While the mountains obtained their sacred status from the Blackfeet, Gros Ventre, Chippewa and Cree tribes during the early and mid-17th century, they continue to be used for religious ceremonies, Murie said.

The Sweet Grass Hills are particuarly special to the Chippewa and Cree, he added.

"Our people have a sacred story about the hills and how they came to be named," he said. The connection of the people to the land is very strong and dates back many generations, he said.

The Bear Paws came to be named because the formation of the mountains looks like a bear lying on its side, Murie said. Looking south from a vantage point four or five miles north of Havre, the mountains resemble a sleeping bear facing west, he said. Mount Baldy represents the heart of the bear, he added.

"The creeks and runoffs from the mountain symbolize the lifeblood of the bear," he said. Water is the most precious of all elements and has a special meaning to the tribe, he said.

When Rocky Boy's Indian Reservation was established in 1916, the Chippewa Cree Tribe was given a choice of locations, Murie said. Having a special bond to the land south of Havre, the tribe elected to locate on that spot rather than in Browning or a location near Lincoln, he said.

Another indication of how sacred the tribe considers Mount Baldy was the decision not to mine the mountain, Murie said. Large deposits of vermiculite ore were discovered on the south slope of Baldy, Thackeray said. The tribe opted to leave the mountain in its natural state rather than mine the minerals, a decision Murie is thankful for.

"I would rather have the mountain remain as God intended it to be, in its natural state, than tap all of its resources," he said. "It seems we always take what Mother Earth has given us and never put anything back in."

Because sacred ceremonies are still performed on Mount Baldy, part of it has been closed to the general public. Tribal chief of staff Richard Sangrey said that about five years ago the tribal council decided to reserve the top half of the mountain exclusively for tribal members.
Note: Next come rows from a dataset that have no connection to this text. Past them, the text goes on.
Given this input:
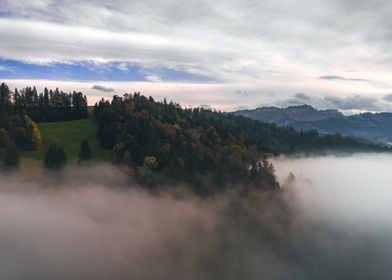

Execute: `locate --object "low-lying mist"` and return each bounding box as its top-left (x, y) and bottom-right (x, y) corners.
top-left (0, 154), bottom-right (392, 280)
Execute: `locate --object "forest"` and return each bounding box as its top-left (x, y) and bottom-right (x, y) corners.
top-left (0, 83), bottom-right (386, 194)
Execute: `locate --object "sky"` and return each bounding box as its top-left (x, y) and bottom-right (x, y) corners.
top-left (0, 0), bottom-right (392, 114)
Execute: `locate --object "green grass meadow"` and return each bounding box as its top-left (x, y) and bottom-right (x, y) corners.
top-left (21, 119), bottom-right (112, 165)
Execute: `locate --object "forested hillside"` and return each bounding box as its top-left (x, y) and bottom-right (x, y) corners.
top-left (0, 83), bottom-right (385, 193)
top-left (94, 93), bottom-right (382, 191)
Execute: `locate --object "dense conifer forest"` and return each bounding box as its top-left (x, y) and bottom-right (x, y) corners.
top-left (0, 83), bottom-right (385, 193)
top-left (94, 93), bottom-right (383, 192)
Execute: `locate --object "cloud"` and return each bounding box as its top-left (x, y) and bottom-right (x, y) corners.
top-left (382, 93), bottom-right (392, 102)
top-left (270, 93), bottom-right (392, 114)
top-left (319, 76), bottom-right (369, 82)
top-left (92, 85), bottom-right (114, 92)
top-left (0, 0), bottom-right (392, 87)
top-left (0, 154), bottom-right (392, 280)
top-left (324, 95), bottom-right (380, 111)
top-left (145, 73), bottom-right (162, 82)
top-left (0, 65), bottom-right (15, 73)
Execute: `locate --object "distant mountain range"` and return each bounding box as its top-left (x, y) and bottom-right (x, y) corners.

Several incidents in which religious ceremonies were interrupted by others on the mountain led to the decision, Sangrey said.

Mount Baldy is also historically significant because it is mentioned in the journal of Meriwether Lewis, Thackeray said. From a camp near the Missouri River, Lewis ascended hills above the river valley and was rewarded with a view of the Bear Paws.

Lewis described the climb as fatiguing, an observation Thackeray said is wholly accurate. In a journal entry dated May 5, 1805, Lewis wrote:

"I thought myself well repaid for my labour. These points of (the mountains) were covered with snow and the sun shone on it in such manner as to give me the most plain and satisfactory view. ... I felt a secret pleasure in finding myself so near the head of the hereto conceived boundless Missouri."